Family offices like venture but many get burnt in the process

Venture capital deals backed by family offices are growing in number, as they gain confidence to tackle deals in a buoyant market. 

The number of deals involving family offices in the first eight months of 2021 was 981, an annualised rise of 26% compared to 1,170 in calendar 2020.

A survey of 139 family offices by SVB Capital – a sister organisation to Silicon Valley Bank – says VC inflows including private equity and funds backed by families, were $418 billion in eight months to August, an annualised increase of 88% on 2020. 

The dilution of returns as a result of successive fundraisings can also lead to disappointment which fuels decisions to seek out deals

Records are being set in every sector. For the first time, Asia, renowned for its rate of business formation, has a greater share of deals than the US, following a noteworthy surge from India. Sequoia Capital China is the number one dealsmith in the world, tackling 1.5 deals per business day. 

The family office share of global deals is relatively small compared to its peers. But interest is growing as the population of wealthy investors expands and switches out of funds.

An ambitious generation of family offices, for example, is being created by the VC boom. According to CB Insights, global unicorns with a notional value of $1 billion-plus grew to 847 in Q3, a 60% hike in a year. Takeovers and listings for their ventures add to the cash they have available to invest. Government agencies are using data provided by the likes of Dealroom to facilitate the growth of a new generation of tech-driven champions.  

This has rarely been a better time for celebrities to raise their profile. Since recruiting Prince Harry in March, mental health venture BetterUp has seen its notional value treble to $4.7 billion. Multiverse, run by Euan Blair, son of Tony Blair, the former UK prime minister, has a value of $875 million, against $200 million in January. 

Disruption still excites. But fear of missing out is now the biggest factor behind the VC surge.

The Cambridge Associates VC benchmark return was 50.1% in 2020, against 18.4% from the S&P 500 index, fuelling a three-year return of 28.2%. 

Booming private asset returns mean Washington and Duke universities have delivered returns of 65% and 56%, respectively. Other endowments are likely to try harder, after failing to over-allocate to VC. 

Investors are experiencing a massive dispersion of VC returns, says fintech provider LandyTech. The dilution of returns as a result of successive fundraisings can also lead to disappointment which fuels decisions to seek out deals.

According to SVB, the poor performance of VC providers was cited as a reason not to reinvest in them by 69% of respondents, with 46% criticising strategy drift. 

On average, according to SVB, family offices currently invest in ten funds and 17 direct investments. Its respondents expect to clinch 12 deals in the next two years but invest in no more than six funds. Around 47% of families invest in funds and 53% tackle direct investing.

According to a US family office: “Direct deals from friends and family are a way to get experience. The more deals we made, the better we got at it.” 

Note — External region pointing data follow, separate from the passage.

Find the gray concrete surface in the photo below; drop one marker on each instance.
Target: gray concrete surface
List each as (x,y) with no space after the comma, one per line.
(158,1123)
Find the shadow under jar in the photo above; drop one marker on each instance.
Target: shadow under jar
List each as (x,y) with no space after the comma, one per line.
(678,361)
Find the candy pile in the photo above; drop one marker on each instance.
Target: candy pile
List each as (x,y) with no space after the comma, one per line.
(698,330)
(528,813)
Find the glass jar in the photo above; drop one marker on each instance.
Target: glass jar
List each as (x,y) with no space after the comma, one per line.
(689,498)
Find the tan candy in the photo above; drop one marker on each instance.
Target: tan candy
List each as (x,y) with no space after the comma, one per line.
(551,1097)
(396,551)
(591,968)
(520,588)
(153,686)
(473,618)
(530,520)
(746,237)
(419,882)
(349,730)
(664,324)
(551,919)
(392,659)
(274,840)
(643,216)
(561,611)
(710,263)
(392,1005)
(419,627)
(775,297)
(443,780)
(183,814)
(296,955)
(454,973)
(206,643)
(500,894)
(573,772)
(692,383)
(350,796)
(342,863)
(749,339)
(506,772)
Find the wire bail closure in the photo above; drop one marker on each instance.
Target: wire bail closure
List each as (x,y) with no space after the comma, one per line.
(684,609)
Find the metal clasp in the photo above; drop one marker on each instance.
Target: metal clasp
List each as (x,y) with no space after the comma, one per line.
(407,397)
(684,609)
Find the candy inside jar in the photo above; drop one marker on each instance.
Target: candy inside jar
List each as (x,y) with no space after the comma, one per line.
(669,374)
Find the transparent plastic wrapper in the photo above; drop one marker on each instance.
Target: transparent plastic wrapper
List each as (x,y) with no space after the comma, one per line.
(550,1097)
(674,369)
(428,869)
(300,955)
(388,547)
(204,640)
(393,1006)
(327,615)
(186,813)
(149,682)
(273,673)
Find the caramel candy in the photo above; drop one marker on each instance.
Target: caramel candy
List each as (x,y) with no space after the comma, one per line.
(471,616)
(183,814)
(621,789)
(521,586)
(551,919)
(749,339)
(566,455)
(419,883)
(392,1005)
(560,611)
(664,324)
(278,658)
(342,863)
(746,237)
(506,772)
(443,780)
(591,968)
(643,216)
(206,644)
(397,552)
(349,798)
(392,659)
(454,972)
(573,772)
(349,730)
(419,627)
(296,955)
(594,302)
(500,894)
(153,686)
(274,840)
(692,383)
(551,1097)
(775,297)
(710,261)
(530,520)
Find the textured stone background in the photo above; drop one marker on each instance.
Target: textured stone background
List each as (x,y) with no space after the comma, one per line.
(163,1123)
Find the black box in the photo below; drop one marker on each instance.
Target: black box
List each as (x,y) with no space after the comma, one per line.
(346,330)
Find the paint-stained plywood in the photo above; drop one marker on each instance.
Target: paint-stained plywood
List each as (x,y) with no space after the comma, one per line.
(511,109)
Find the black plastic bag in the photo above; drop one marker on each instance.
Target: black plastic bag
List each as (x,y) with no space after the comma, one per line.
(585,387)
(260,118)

Around 24% of family offices tend to source deals through their own network, although this would include VC general partners.

Surprisingly, digital platforms only account for 1% of the family office deals. The conservatism of family offices also means 80% of respondents still rely on Excel spreadsheets to monitor deals, well ahead of Carta with 17%. 

Co-investing is popular, not least because a family office applicant can rely on lead players to do their homework. A US family office said: “If you know a reputable family, you can join the syndicate without having to do a huge amount of due diligence.”  No more than 17% of respondents were concerned by co-investment fees, well below third-party managers. 

Around 39% of next gen respondents, often fascinated by technology, told SVB they are more involved with VC than any other sector, even including philanthropy, where principals used to park their youngsters.

The average family office staff of nine has one VC specialist, with average total compensation of $363,000. Family offices expect to add another VC specialist five years out.

However, SVB warns top talent is in short supply saying that family offices will need to consider paying a generous performance-related carry fee. They may alternatively rely on the expertise of Next Gen or stick with co-investing.

Separating out a pool of VC capital, with a tax-efficient structure, such as the Singapore Variable Capital Company makes sense. 

Sometimes family offices choose to back next-generation family members in their own venture, hoping this will enhance their growth prospects in tech.